The Atlanta Journal-Constitution
TIME TO SPRING FORWARD
TURN CLOCKS AHEAD ONE HOUR AT 2 A.M. SUNDAY
Would you trade a one-time hour of sleep loss in exchange for an entire season of later sunsets? You won’t have much choice in the matter tonight. After four months, we’re set to return to daylight saving time.
We’ll turn our clocks ahead one hour at 2 a.m. Sunday, effectively making it 3 a.m. (So don’t schedule any important meetings at 2:30 a.m., because that time won’t exist Sunday. It’s also not a great time for a meeting anyway.)
We lose an hour of sleep, but only for one night. It’s just to shift us toward later sunsets until November.

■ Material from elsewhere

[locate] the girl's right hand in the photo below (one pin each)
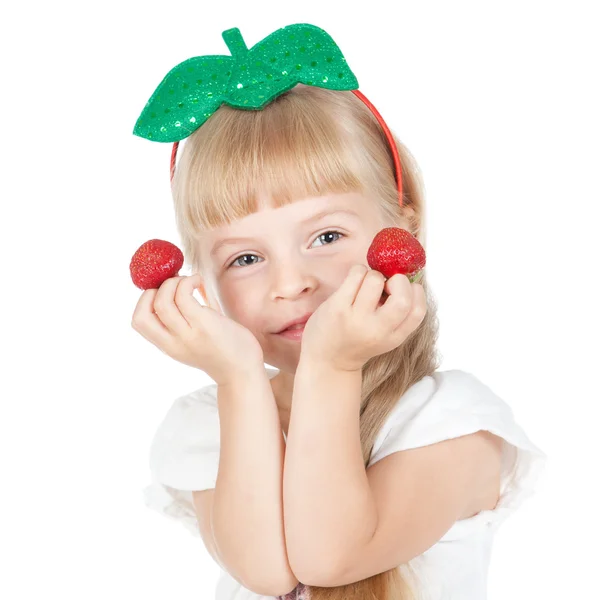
(193, 334)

Of course, this will come with later sunrises, but most of us would prefer that sunlight at the end of the day, after work, when we can enjoy it. Waking up in the dark seems like a fair trade.
The exception will be Arizona, which, save for the Navajo Reservation, remains on standard time all year long. That means they’ll keep the earlier sunsets. Their logic was that the characteristically hot climate meant cooler, darker evenings would be a welcome respite from the heat.

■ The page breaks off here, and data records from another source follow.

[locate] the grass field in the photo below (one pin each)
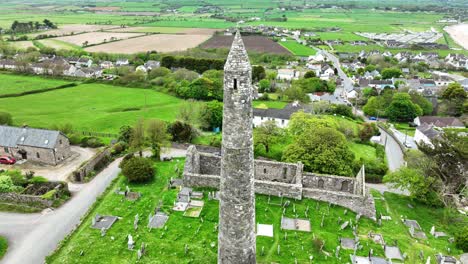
(362, 151)
(12, 84)
(297, 48)
(167, 245)
(91, 107)
(3, 246)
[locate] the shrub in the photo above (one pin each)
(138, 169)
(461, 239)
(119, 147)
(38, 179)
(50, 195)
(91, 142)
(6, 119)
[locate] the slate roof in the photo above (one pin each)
(14, 136)
(441, 121)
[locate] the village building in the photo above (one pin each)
(37, 145)
(439, 121)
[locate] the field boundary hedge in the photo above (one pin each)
(68, 85)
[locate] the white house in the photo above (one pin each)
(288, 74)
(122, 62)
(280, 116)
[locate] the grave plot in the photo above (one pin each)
(158, 220)
(393, 252)
(347, 243)
(295, 224)
(103, 221)
(264, 230)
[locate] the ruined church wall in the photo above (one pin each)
(359, 204)
(328, 183)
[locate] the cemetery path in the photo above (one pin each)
(34, 236)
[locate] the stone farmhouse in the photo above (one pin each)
(286, 180)
(37, 145)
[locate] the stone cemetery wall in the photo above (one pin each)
(285, 179)
(211, 164)
(328, 182)
(279, 189)
(94, 164)
(28, 200)
(278, 171)
(363, 205)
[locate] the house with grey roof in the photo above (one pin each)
(37, 145)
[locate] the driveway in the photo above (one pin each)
(32, 237)
(61, 171)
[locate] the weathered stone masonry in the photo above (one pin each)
(286, 179)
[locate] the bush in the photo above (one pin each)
(461, 239)
(119, 147)
(50, 195)
(91, 142)
(6, 119)
(38, 179)
(138, 169)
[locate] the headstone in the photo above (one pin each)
(130, 243)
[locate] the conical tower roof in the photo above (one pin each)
(238, 59)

After a winter of short days and cruel sunsets sometimes falling before 5 p.m., many in the Northeast and Mid-Atlantic yearn for the commencement of daylight saving time. It heralds the first noticeable step to springtime, with the weather eventually following suit and the days becoming longer. In fact, the days grow longer by a greater margin during the next two weeks than any point all year. Daylight is increasing by roughly 2½ minutes each day.
The annual shortening of the days in the months leading up to winter — and gradual regaining of sunlight in the spring — comes thanks to the Earth’s 23.5-degree tilt on its axis.

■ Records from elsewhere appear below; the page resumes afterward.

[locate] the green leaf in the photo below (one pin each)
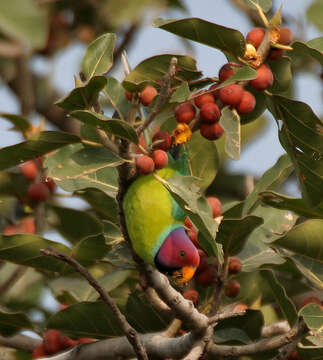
(24, 21)
(205, 170)
(112, 233)
(82, 97)
(183, 190)
(90, 249)
(116, 95)
(313, 316)
(19, 122)
(80, 290)
(98, 57)
(243, 73)
(76, 167)
(276, 20)
(24, 249)
(11, 323)
(181, 94)
(154, 68)
(36, 146)
(280, 201)
(315, 13)
(271, 179)
(75, 225)
(286, 305)
(310, 269)
(239, 330)
(305, 239)
(120, 254)
(205, 32)
(143, 316)
(86, 319)
(281, 69)
(265, 5)
(256, 252)
(104, 205)
(313, 48)
(230, 121)
(112, 126)
(233, 233)
(301, 136)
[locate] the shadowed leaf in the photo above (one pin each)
(205, 32)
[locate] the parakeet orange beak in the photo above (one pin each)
(185, 274)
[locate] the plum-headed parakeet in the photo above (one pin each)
(155, 224)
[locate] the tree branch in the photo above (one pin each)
(164, 94)
(262, 345)
(129, 331)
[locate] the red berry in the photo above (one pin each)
(129, 95)
(185, 113)
(240, 307)
(216, 205)
(160, 158)
(38, 192)
(255, 36)
(193, 235)
(50, 183)
(226, 71)
(203, 99)
(210, 113)
(85, 340)
(192, 295)
(39, 352)
(264, 79)
(247, 103)
(165, 144)
(145, 164)
(275, 54)
(203, 261)
(234, 265)
(29, 169)
(188, 223)
(208, 276)
(232, 289)
(214, 90)
(147, 95)
(311, 299)
(211, 131)
(231, 94)
(285, 36)
(27, 225)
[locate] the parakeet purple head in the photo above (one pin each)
(178, 256)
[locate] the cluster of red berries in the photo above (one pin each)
(158, 158)
(38, 191)
(146, 96)
(54, 341)
(283, 36)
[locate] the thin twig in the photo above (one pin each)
(164, 94)
(15, 276)
(261, 346)
(129, 331)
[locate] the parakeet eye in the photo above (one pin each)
(182, 253)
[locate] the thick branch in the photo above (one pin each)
(164, 94)
(20, 342)
(260, 346)
(129, 331)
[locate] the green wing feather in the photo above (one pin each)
(150, 211)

Day length varies the most at the poles and least at the equator. In between, the annual variability is a bit more moderate.
In Chicago, the difference between the shortest and longest day of the year is 6 hours, 6 minutes. Closer to the equator in Miami, that difference is 3 hours, 14 minutes.
And during the summer, days are actually longer in Chicago than in Miami.
Standard time — which we abide by in winter — was invented to compensate for the dwindling of daylight in the winter.